Table 2. Performance of the AVPpred and EAPpred models training set V75p+75n.

Evaluation of the predictive efficiency of SVM models on independent test set

The performance of the SVM models was evaluated using an independent dataset of experimentally validated peptides that were not contained in the learning dataset (Table 1). In the EAPphysico model where physicochemical properties of peptides were used as input features, an accuracy of 65% with a MCC value of 0.31 was observed (Table 3). In the EAPcompo model where amino acid composition features were used, the predictive accuracy and the MCC value are slightly higher. When the sequence-based statistical function scores were used as input in the EAPscoring model, a remarkable accuracy of 92% was achieved with a MCC value of 0.84. Thus the sequence-based statistical scores developed in the present research are predominantly superior to the conventional physicochemical properties or amino acid decomposition features in identifying active peptides derived from enveloped proteins.

Table 3. Performance of AVPpred and EAPpred models on independent test set V26p+26n.

Comparison of the predictive efficiency of the AVP and EAP Models

AVPpred is a web server for prediction of the activities of general antiviral peptides (AVPs) based on a number of experimentally validated positive and negative data sets [43]. The peptide inhibitors employed in AVPpred target a variety of biological targets involved in virus infection. In contrast, the self-derived peptides of enveloped proteins being studied in the present research competitively bind to E proteins so as to mediate the virus fusion process. Because the self-derived peptides share similar mechanism of action, it is feasible to retrieve common features from them to build predictive SVM models. In order to evaluate the performance in predicting peptide inhibitors of the enveloped virus, we compared the AVPpred models with our EAPpred models using an independent 26p+26n dataset as test set. The results are shown in Table 3.
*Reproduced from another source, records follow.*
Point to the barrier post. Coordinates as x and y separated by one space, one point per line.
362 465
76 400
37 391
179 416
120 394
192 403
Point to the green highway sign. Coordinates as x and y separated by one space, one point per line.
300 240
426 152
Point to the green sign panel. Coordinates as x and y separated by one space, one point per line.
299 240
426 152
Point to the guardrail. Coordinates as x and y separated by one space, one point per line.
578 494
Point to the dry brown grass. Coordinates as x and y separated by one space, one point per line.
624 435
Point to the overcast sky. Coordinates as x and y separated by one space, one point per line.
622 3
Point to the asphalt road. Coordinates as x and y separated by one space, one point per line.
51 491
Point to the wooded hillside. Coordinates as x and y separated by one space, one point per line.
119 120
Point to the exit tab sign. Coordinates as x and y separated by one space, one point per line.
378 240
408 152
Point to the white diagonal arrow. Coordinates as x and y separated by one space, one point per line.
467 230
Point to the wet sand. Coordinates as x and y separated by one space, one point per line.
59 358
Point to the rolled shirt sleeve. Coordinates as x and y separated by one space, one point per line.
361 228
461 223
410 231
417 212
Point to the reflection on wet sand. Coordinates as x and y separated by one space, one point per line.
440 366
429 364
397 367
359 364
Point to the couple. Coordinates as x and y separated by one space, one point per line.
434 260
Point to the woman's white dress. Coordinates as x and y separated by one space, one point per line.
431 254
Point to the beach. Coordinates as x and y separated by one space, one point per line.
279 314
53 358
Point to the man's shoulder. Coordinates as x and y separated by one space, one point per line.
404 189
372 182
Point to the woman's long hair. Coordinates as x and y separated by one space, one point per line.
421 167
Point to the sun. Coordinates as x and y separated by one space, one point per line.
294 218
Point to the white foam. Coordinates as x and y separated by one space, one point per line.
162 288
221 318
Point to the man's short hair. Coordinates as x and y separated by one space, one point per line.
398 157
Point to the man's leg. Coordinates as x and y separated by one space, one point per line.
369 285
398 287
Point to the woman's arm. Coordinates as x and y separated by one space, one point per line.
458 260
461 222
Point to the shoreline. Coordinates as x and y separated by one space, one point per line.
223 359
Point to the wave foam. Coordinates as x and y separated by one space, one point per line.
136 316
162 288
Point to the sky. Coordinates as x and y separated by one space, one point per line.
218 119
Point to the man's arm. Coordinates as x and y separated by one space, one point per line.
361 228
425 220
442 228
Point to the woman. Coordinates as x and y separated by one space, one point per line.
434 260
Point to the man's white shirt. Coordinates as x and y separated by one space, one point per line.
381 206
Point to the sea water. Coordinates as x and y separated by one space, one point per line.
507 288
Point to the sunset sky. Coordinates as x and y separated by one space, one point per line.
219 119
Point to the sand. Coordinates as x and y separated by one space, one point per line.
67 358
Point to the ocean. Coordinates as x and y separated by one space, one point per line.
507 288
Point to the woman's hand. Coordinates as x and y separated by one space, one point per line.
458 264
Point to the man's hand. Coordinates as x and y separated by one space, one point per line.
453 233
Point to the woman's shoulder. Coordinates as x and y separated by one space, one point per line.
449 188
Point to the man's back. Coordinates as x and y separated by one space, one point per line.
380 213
Four different features were employed in the AVPpred models, namely conserved motif search using MEME/MAST, amino acid composition, sequence alignment using BLAST and physicochemical parameters including secondary structure, charge, size, hydrophobicity and amphiphilic character [43]. When the AVPmotif model was used to predict the activities of the self-derived peptide inhibitors, it performed rather poorly with accuracy of 52% and MCC of 0.14. This is not surprising because AVPmotif was developed based on 20 general antiviral peptide motifs. However, the self-derived peptide inhibitors may not share a conserved motif with the general antiviral peptides since the latter interact with various biological targets with different mechanisms of action. In the AVPalign model, the peptide sequences were classified into active and non-active databases and the query peptide sequences were matched against the active and non-active databases using the BLAST program. Compared with AVPcompo and AVPphysico, AVPalign performed better with a predictive accuracy of 73% and MCC value of 0.52. Fusion mechanism is highly conserved among related viruses and entry of viruses into host cells has been inhibited by peptides derived from various regions of envelope glycoproteins [59]. Self-derived peptides would inhibit interactions of their original domain by mimicking its mode of binding to partner proteins [4]. Because similar sequences are often associated with similar structure and function, the sequence-based property AVPalign would account for the activities of the self-derived peptide inhibitors which regulate the virus fusion by mimicking the binding to E proteins.

In the AVPphysico model, 25 best performing physicochemical properties were selected out of the 544 properties to build the SVM model [43]. Antiviral peptide inhibitors are generally amphiphilic [60] and the activities of peptide entry inhibitors are dependent on their interfacial hydrophobicity [58]. Therefore we only employed five physicochemical properties reflecting hydrophobicity, solvent accessibility and secondary structure features as SVM input features. It was demonstrated that the accuracy and MCC of EAPphysico is comparable to that of AVPphysico model, indicating the five properties used in current modeling building are critical for their activities.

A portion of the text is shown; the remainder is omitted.